House of Trelawney by Hannah Rothschild is set in 2008 just as the credit crunch hits and it is that which is the catalyst for much of the action which takes place during the story. It’s a novel about one family and their relationships as well as the relationship which many of the characters also have with a woman who is now dead and her daughter who arrives in the story to change many things.
The Trelawney family have a title and an old house and little else. They specialise in falling out with one another so there are family members who haven’t been home for a long time and who don’t engage much with the family. The family members who live in the decaying and rotting house are asset rich but cash poor and their living conditions are uncomfortable to say the least.
As the story progresses we are introduced to new members of the family and one or two others who have relationships with family members. Each of the characters is slightly exaggerated so the story is about people who are not quite real but who are near enough to it for us to be able to identify with them. There is, among others, a batty aunt who is obsessed with research into insects, a decaying aristocrat who lives in the past, an ineffectual father who loses the family money, an intelligent aunt who works in finance and holds a grudge, a mother figure who is much put upon, a young man who is growing into an unfeeling prig and a villainous figure who wants to get his own back for past perceived hurts.

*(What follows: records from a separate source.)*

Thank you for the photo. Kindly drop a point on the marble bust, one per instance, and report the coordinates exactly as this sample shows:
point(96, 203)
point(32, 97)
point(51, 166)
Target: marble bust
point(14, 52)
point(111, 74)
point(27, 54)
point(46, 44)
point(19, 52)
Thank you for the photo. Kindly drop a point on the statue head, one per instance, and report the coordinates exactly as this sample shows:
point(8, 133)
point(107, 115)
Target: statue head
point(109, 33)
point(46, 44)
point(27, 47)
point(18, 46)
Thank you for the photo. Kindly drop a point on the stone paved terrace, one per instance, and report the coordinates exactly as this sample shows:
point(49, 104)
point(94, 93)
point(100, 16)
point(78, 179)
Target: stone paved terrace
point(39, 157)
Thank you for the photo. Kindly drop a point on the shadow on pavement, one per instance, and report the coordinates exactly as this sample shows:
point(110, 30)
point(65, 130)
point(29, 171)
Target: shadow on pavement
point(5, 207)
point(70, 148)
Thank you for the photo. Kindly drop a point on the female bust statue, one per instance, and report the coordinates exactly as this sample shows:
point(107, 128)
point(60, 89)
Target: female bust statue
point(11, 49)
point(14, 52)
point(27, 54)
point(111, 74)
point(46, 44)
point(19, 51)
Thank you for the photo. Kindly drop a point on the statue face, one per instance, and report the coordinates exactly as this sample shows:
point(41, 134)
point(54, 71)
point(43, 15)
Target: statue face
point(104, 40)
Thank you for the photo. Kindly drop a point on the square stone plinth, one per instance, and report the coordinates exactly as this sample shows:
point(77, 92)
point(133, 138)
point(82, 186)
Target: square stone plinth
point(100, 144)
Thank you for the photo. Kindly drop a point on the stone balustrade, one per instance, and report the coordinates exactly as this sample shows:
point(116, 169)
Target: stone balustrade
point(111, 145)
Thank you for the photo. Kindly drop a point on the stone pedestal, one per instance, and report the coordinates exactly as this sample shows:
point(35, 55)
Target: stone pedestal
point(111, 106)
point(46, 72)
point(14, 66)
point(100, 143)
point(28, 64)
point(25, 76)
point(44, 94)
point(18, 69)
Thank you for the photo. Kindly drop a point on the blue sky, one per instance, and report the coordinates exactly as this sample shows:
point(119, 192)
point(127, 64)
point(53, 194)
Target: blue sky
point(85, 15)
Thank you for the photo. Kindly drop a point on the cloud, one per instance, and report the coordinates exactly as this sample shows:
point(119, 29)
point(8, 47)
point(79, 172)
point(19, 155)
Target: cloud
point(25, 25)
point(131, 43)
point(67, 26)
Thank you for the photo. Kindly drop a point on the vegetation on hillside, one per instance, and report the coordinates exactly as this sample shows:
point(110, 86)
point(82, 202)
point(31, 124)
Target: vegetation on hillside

The story is well constructed and you watch the family relationships break and reform as events unfold. I didn’t really like any of the people, possibly because they didn’t seem real to me and more like caricatures. Because I didn’t like them I didn’t really care what happened to them and thus I wasn’t invested in the story. This is a pity because a large number of people seem to have loved this book and found it very funny. In the end I think what caused me not to engage with the story was that I was being asked to sympathise with people who have a title and large house they did nothing to deserve and who had lost their money through ineptitude – I found it very hard to care about this.